Egyptian President Abdel Fattah El-Sisi was the Chief Guest at this year’s Republic Day. An invitation by India to a foreign leader to be the Chief Guest at the Republic Day celebrations is a manifestation of its clear intention to comprehensively enhance its ties with the country he or she leads or the importance it attaches to the bilateral relationship. An acceptance of the invitation is equally an indication of the leader’s desire to take the relationship to a higher level. Thus, El-Sisi’s visit is a mark of India essentially not seeking to confine its relations to the Peninsular Arab states where it has enormous strategic, economic and commercial interests but, once again, as in decades past, look more positively towards Egypt.
The Arab world is diverse though language and faith provide an undergirding glue. Egypt which has been called a gift of the river Nile is obviously geographically vastly different from the deserts of the Arab peninsula and Sahel. Egypt too has deserts but it is the Nile valley which is its throbbing heart. It is this valley which has been one of the cradles of human civilization and Egypt, even today, is conscious and proud of its pre-Islamic past, though its Islamic faith is strong. Also, Egypt has always occupied a central position in the cultural, intellectual and even political life of the Arab world even if the Peninsular Arab States have been in the global eye for the past five decades because of wealth brought about their hydrocarbon reserves.
Scholar-diplomat Talmiz Ahmad has, in his excellent work, West Asia at War, which was published in 2021, given an account of Egypt’s nationalist and Islamic responses to colonial domination. In some ways it parallels India’s experience.
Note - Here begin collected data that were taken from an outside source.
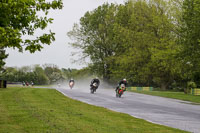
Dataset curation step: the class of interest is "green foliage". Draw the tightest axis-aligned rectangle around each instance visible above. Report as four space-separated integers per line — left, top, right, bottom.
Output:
72 67 93 80
0 64 95 85
33 65 49 85
68 0 183 89
66 0 200 90
0 65 50 85
0 49 8 70
68 3 119 81
180 0 200 84
187 81 197 89
0 0 63 69
43 64 62 84
184 81 197 94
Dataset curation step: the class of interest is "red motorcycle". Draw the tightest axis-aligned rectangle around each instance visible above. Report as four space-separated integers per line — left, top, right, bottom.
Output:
116 84 126 98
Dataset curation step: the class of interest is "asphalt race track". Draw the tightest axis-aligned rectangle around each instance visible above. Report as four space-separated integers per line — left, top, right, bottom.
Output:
56 87 200 133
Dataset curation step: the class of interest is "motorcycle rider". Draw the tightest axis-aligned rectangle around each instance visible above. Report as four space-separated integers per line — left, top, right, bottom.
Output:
90 77 100 91
22 81 25 86
69 78 75 88
31 81 34 86
69 78 75 84
115 78 127 92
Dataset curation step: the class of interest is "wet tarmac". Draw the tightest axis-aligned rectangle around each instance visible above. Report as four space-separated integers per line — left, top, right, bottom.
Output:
56 87 200 133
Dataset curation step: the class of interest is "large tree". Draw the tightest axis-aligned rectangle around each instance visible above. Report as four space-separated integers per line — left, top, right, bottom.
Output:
43 64 62 84
180 0 200 84
0 0 63 69
108 0 181 89
68 3 118 81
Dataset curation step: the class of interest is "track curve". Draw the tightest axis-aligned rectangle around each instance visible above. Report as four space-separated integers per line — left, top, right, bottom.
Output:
56 86 200 133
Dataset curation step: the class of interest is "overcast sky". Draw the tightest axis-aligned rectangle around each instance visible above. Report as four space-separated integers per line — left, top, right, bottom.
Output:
5 0 125 69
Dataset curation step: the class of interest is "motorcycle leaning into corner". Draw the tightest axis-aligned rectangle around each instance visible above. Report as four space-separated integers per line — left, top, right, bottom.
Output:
90 82 98 94
116 84 126 98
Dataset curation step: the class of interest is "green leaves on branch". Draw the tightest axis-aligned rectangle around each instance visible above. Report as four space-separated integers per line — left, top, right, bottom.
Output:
25 31 55 53
68 3 118 81
180 0 200 80
0 0 63 70
0 0 63 52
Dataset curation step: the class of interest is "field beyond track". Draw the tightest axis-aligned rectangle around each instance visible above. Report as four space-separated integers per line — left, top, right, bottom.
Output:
0 87 188 133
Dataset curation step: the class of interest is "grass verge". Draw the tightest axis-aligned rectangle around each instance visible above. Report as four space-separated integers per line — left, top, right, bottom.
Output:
0 87 188 133
129 90 200 104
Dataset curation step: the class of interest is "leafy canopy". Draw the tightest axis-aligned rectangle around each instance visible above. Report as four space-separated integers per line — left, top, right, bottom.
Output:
0 0 63 53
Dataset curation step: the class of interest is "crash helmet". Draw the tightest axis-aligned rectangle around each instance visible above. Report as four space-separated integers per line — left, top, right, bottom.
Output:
121 84 125 88
93 82 97 86
123 78 126 81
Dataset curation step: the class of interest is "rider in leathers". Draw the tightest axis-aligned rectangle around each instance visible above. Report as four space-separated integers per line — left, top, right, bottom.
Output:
69 78 75 88
90 77 100 91
115 79 127 92
69 79 75 84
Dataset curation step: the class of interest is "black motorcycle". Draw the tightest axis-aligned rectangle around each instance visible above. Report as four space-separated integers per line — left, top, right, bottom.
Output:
90 82 98 94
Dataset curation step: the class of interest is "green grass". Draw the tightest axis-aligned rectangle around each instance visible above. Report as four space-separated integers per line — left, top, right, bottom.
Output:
0 87 188 133
7 84 52 88
129 90 200 104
Certainly, after the second World War Egypt too was an active participant in the decolonisation process and, under Abdel Gamal Nasser, determined, like India, under Jawaharlal Nehru, to keep away from power blocs though like India it was ideologically inclined to the left. Nasser was a leader of Arab nationalism though he was opposed by conservative forces led by the Saudis.
Egypt’s defeat at Israeli hands in the 1967 war dealt a severe blow to Egypt and Nasser. He died in 1970. His successor Anwar Sadat led Egypt away from Nasser’s policies, recovered some Egyptian pride through the 1973 war which led to the formation of OPEC and the consequent rise in price of hydrocarbons causing a massive rise in Peninsular Arab wealth. Sadat abandoned the Soviet affinity, opened up the economy and began the peace process with Israel. That was looked upon as a betrayal by many Arab states of the Palestinian cause. With India firmly supporting the Palestinians Sadat’s change of course inevitably led to a distance developing between India and Egypt and that distance only grew with the passage of years as Indian interests in the Arab peninsular grew exponentially. El-Sisi’s visit is a signal that the two countries now wish to make a determined effort to open a fresh chapter in their ties, especially as, through the past few decades a level of Indian investments has been made by Indian private companies in Egypt.
The present global challenges faced by developing countries on account of the problems that have emerged from Russia’s invasion of Ukraine provide a good ground for a reinvigoration of India-Egypt ties. Climate change is also an issue which makes it mandatory for India and Egypt to come together for the Western world is unlikely to fulfil its promises on transfer of technology or finances so essential for adaptation and mitigation of the consequences of climate change faced by the developing world. The time is therefore propitious for renewed cooperation between the two countries.
It is the realisation that jointly India and Egypt can assist each other that led Modi and El Sisi to decide to elevate relations to that of a ‘strategic partnership’. The specific areas of interest for both are defence and security, political, energy and economic. It was significant that both leaders said, at the joint meeting with the media, after their discussions that terrorism and extremist ideologies which lead to violence are a contemporary danger. The Muslim Brotherhood has adherents in Egypt. Indeed its origin was in Egypt and El Sisi who is a former army chief had staged a coup to overthrow a government led by the group. The decision of the two leaders should now be translated into active cooperation at various operational levels in combatting extremist ideologies.
There was cooperation in the defence field during the Nehru-Nasser era. However, with Egypt first under Sadat and later in the three decade rule of Hosni Mubarak looking only at the United States for its defence needs, defence cooperation ties were cut. Now they can gradually begin again with training and joint exercises. Indeed, both India and Egypt enjoying good ties in the defence sector with the United States. It is therefore unlikely that the US will seek to discourage their contacts in this area.
West Asia and North Africa are under stress. Their populations are rising and economic difficulties are multiplying. The regimes are expected, especially by the youth, to deliver a better life. The governments are unable to deliver on these issues except in the oil rich countries where too problems are coming up with the young wanting socially more freedom. India has major interests in the entire region and not in the Arab Peninsular alone. Hence, the move to invite El-Sisi and pay greater attention to Egypt was timely.